ML-based EMA methods are certainly meritorious, as on average, the best EMA methods select models that are better than those provided by the best server; however, so far, no single EMA method can always select the best model for a target [20
]. This suggests that the best ML-based EMA methods are yet to come. Most of the ML algorithms are inputted with multiple features such as energy-based features, basic physicochemical features, and statistical features. Experimental results show that inputting different feature categories and different combination of features can change the performance of the algorithm [84
]. Therefore, the features must be carefully selected. Finding the best feature combination is a future research direction. Although the RF algorithm is available for feature screening [23
], it is not widely used for this purpose. On the other hand, because CNN-based EMA methods use the low-level (raw) features, they negate the need for feature screening. For example, the only input features of 3DCNN_MQA are 11 types of atom density map.

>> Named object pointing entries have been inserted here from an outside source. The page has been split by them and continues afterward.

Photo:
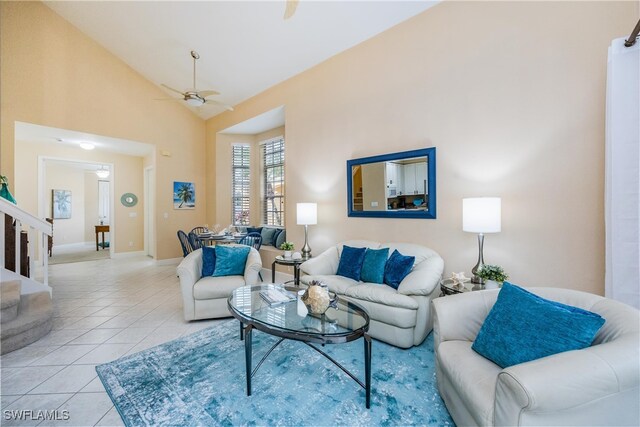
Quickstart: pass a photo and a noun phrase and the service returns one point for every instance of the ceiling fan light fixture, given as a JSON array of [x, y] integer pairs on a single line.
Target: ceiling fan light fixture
[[193, 101]]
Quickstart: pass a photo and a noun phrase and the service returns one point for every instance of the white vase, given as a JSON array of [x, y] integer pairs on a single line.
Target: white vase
[[491, 284]]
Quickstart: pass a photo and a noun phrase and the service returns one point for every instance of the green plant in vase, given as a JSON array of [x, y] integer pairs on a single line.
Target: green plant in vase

Meanwhile, the optimal use of ML in model accuracy evaluations is underdeveloped [20
]. The number of new DL approaches increases each year, providing increasingly advanced ML approaches for EMA research. For example, AngularQA [78
], which has been recently proposed for quality assessment of protein structures, is the first EMA method built with the LSTM architecture. Innovative ML approaches provide another avenue for improving current EMA methods. For example, ProQ4 [21
] has a multi-stream network architecture and adopts an innovative transfer-learning approach. These constructs improve the global-score prediction and the selection from the model pool.